Then OCaml complains that the last match case is unused (i.e., it will never be reached).  Again, this is wonderful because it tells us there's some useless code that we should either trim away, or reexamine to see why it will never be executed.  Again, we will not accept code that has redundant patterns.

So how can the OCaml type-checker determine that a pattern match is exhaustive and that there are no dead cases?  The reason is that patterns can only test a finite number of things (there are no loops in patterns), the tests are fairly simple (e.g., is this a `Real_num` or an `Int_num`?) and the set of datatype constructors for a given type is closed.  That is, after defining a datatype, we can't simply add new data constructors to it.  Note that if we could, then every pattern match would be potentially inexhaustive.
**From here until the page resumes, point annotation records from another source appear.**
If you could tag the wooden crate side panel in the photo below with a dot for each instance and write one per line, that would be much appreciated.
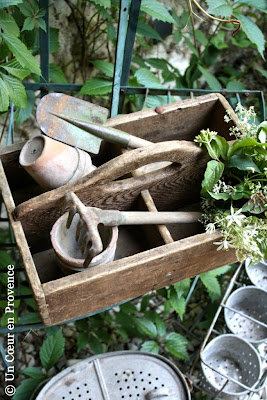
(24, 250)
(133, 276)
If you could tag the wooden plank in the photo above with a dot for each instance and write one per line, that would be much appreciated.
(174, 185)
(24, 249)
(102, 286)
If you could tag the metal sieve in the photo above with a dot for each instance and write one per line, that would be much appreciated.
(257, 273)
(231, 364)
(245, 313)
(126, 375)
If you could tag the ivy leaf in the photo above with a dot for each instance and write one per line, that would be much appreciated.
(7, 3)
(213, 83)
(13, 67)
(259, 4)
(102, 3)
(16, 90)
(22, 54)
(213, 173)
(8, 24)
(147, 327)
(253, 33)
(26, 389)
(104, 66)
(4, 96)
(34, 372)
(147, 31)
(151, 346)
(96, 86)
(160, 324)
(56, 74)
(157, 10)
(176, 345)
(146, 77)
(52, 349)
(239, 145)
(211, 283)
(28, 24)
(243, 163)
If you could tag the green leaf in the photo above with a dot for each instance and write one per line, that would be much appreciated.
(147, 327)
(147, 78)
(56, 74)
(211, 283)
(223, 146)
(176, 345)
(151, 346)
(16, 90)
(82, 340)
(28, 24)
(8, 24)
(22, 54)
(128, 308)
(160, 324)
(13, 67)
(157, 10)
(102, 3)
(104, 66)
(52, 349)
(259, 4)
(263, 72)
(243, 163)
(253, 33)
(21, 114)
(182, 287)
(219, 8)
(95, 344)
(34, 372)
(41, 23)
(7, 3)
(25, 390)
(53, 42)
(213, 173)
(26, 9)
(239, 145)
(213, 83)
(30, 318)
(4, 96)
(147, 31)
(96, 86)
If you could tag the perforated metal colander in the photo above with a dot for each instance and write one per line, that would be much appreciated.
(257, 273)
(231, 364)
(122, 375)
(246, 313)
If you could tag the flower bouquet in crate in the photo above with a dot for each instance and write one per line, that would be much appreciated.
(234, 191)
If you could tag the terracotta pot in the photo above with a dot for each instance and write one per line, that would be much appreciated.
(52, 163)
(68, 250)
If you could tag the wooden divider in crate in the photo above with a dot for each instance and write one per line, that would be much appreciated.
(143, 260)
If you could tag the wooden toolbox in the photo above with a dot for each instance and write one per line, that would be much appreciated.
(147, 258)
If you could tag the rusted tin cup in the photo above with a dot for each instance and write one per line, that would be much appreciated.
(52, 163)
(68, 251)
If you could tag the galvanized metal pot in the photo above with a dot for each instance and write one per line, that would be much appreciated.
(232, 365)
(123, 375)
(246, 314)
(68, 250)
(52, 163)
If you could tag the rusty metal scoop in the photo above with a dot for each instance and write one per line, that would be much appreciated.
(91, 217)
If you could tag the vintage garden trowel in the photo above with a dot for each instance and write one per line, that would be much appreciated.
(80, 123)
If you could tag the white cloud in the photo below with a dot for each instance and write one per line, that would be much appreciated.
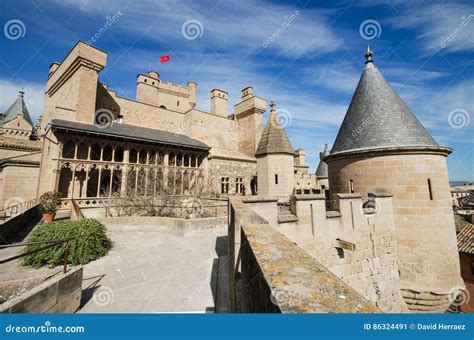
(442, 27)
(233, 25)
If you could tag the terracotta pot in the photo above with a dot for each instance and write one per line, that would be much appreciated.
(48, 218)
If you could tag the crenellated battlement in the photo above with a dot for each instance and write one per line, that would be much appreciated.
(152, 90)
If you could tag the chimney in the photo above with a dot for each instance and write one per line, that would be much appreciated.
(219, 102)
(247, 93)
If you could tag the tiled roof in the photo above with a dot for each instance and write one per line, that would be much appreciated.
(378, 118)
(131, 132)
(466, 239)
(274, 138)
(24, 144)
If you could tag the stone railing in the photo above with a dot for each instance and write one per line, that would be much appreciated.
(269, 273)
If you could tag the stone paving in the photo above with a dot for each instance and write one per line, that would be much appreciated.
(153, 272)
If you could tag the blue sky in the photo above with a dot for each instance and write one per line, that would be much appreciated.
(310, 67)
At first, this seems to be a shortcoming of the language.  Adding new constructors is something that happens all the time, just as adding new subclasses happens all the time in Java programs.  The difference in OCaml is that, if you add a new data constructor to a datatype declaration, then the compiler will tell you where you need to examine or change your code through "match inexhaustive" errors.  This makes pattern matching an invaluable tool for maintaining and evolving programs.

So sometimes, by limiting a programming language we gain some power.  In the case of the pattern-matching sub-language of OCaml, the designers have restricted the set of tests that can be performed so that the compiler can automatically tell you where you need to look at your code to get it in sync with your definitions.